As you progress through levels, following a trail of life-replenishing feathers, you’ll gradually unlock the rest of Tak’s arsenal, including his Juju powers. He can use magic to up his running speed, leading to long rolling jumps that can bridge chasms, or power up his weapons. Get a bit further, and you can get your hands on new weapons, like a bola.
Progressing through the jungle requires a mixture of problem-solving and combat. The evil Woodies, animated stick figures who seem to enjoy imprisoning animals just for the hell of it, are on the prowl, and there’s dangerous wildlife to contend with as well. You can sometimes use the animals to your advantage, either by scaring them off with stinkweed or skunk spray, or by tossing your flea sidekick at them. A squirrel will start throwing nuts at whoever it sees, a bear will usually lie down and let you trampoline off its belly, and a wild boar can be used to bust through obstacles.

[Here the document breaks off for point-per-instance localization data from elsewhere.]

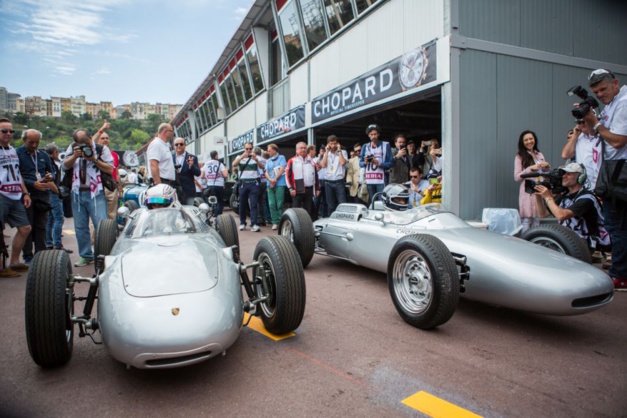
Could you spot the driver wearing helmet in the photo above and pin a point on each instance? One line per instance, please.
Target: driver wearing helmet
(396, 197)
(161, 196)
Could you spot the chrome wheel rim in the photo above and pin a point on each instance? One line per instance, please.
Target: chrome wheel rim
(266, 285)
(287, 230)
(549, 243)
(412, 281)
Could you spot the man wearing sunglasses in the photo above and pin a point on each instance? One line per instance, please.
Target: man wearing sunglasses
(187, 168)
(160, 157)
(248, 165)
(12, 189)
(611, 126)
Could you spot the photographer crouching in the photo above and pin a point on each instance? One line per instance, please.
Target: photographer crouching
(575, 207)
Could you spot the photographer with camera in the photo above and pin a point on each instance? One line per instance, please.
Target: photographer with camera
(402, 161)
(611, 185)
(376, 157)
(584, 146)
(576, 208)
(84, 166)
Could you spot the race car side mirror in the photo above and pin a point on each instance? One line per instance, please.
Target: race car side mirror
(204, 208)
(123, 212)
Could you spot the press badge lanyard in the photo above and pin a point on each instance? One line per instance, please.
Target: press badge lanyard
(34, 158)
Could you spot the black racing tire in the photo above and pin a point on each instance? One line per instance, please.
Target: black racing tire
(49, 305)
(106, 235)
(234, 203)
(296, 225)
(131, 205)
(423, 281)
(226, 227)
(561, 239)
(279, 276)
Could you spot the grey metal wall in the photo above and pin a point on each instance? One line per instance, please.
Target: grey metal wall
(580, 28)
(500, 96)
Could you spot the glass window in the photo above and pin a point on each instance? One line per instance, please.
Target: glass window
(255, 72)
(243, 72)
(314, 23)
(291, 33)
(237, 83)
(225, 98)
(364, 4)
(339, 13)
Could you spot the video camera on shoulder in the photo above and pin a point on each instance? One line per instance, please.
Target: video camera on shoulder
(585, 105)
(88, 152)
(552, 180)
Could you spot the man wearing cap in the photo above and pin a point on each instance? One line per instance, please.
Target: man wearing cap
(611, 126)
(376, 157)
(578, 209)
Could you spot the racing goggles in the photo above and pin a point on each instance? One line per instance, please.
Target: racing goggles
(158, 200)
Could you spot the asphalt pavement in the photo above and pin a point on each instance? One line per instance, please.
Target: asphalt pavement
(352, 356)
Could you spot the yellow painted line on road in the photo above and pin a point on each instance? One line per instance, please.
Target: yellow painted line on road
(257, 325)
(436, 407)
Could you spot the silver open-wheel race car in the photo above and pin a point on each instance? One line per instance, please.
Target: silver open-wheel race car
(168, 290)
(431, 256)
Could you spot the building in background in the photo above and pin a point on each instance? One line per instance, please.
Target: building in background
(470, 73)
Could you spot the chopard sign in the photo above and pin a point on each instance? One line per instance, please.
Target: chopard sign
(291, 121)
(411, 70)
(237, 143)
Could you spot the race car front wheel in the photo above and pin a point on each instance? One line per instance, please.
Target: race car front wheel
(279, 278)
(296, 225)
(49, 306)
(559, 238)
(423, 281)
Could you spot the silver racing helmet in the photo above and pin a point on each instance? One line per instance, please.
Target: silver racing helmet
(396, 197)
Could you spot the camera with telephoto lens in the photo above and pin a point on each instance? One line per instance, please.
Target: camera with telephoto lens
(88, 152)
(586, 103)
(552, 180)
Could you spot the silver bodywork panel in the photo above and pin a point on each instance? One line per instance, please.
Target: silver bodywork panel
(169, 299)
(504, 271)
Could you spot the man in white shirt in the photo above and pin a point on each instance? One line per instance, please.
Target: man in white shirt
(160, 157)
(584, 146)
(334, 162)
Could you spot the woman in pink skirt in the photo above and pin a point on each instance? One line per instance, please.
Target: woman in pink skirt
(528, 159)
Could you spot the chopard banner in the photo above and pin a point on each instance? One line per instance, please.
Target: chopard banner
(411, 70)
(237, 143)
(291, 121)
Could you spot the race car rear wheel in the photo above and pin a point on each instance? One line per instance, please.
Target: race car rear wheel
(49, 305)
(226, 227)
(561, 239)
(423, 281)
(296, 225)
(281, 279)
(106, 234)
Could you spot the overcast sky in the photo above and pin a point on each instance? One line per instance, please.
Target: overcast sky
(113, 50)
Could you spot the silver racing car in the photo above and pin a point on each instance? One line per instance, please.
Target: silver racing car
(430, 256)
(169, 290)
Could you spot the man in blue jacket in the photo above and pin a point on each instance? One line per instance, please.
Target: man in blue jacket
(376, 157)
(36, 168)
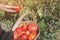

Tak II also tosses you headlong into rushing rapids at times, where you and your trusty barrel will go careening down the river at a madcap pace. These levels, which are scattered throughout the stages set in the waking world, might be the most impressive of the lot; the water effects are pretty impressive, and there’s a real sense of uncontrolled speed. I’d play a kart racer based around the river levels, and I usually hate kart racers.
The dreamworld, on the other hand, is a place where a series of platforms float above an infinite drop. Tak’ll learn new moves here that he can take back into the waking world, but he’ll also face off against a wide variety of nightmare creatures: invisible Stalkers, Puffers that clamp onto his head, thorny vines that hold monster-generating portals, and a host of others. Tak II's greatest challenges are set in the dreamworld, whether they’re long jumping sequences or powerful boss encounters.
Finally, you can collect bugs, plants, fruits, and minerals as ingredients for Juju Potions, the recipes for which are hidden throughout Tak II's stages. A Juju Potion doesn’t actually do anything for you in the singleplayer game, but actually unlocks extras like movies, sound tests, and both single- and multiplayer Dinky Games. The games include Phoenix Fight (dogfighting on the backs of firebreathing birds), Snowboard Race (jungle-dwelling tribesmen are surprisingly adept snowboarders), Sandboard Trick Score (like Tony Hawk, but with more sand), and Mummy Shuffle (herd colored mummies into a lava pit to score).
It’s definitely targeted at a younger crowd, as Nickolodeon’s involvement would seem to indicate, but Tak II has enough challenges and gameplay to draw in older gamers. I was going to stick it with the “children’s game” label, but then the first boss kicked my teeth in. If you want a straightforward action-platformer comedy, for you or for your kids, then Tak II is the game for you.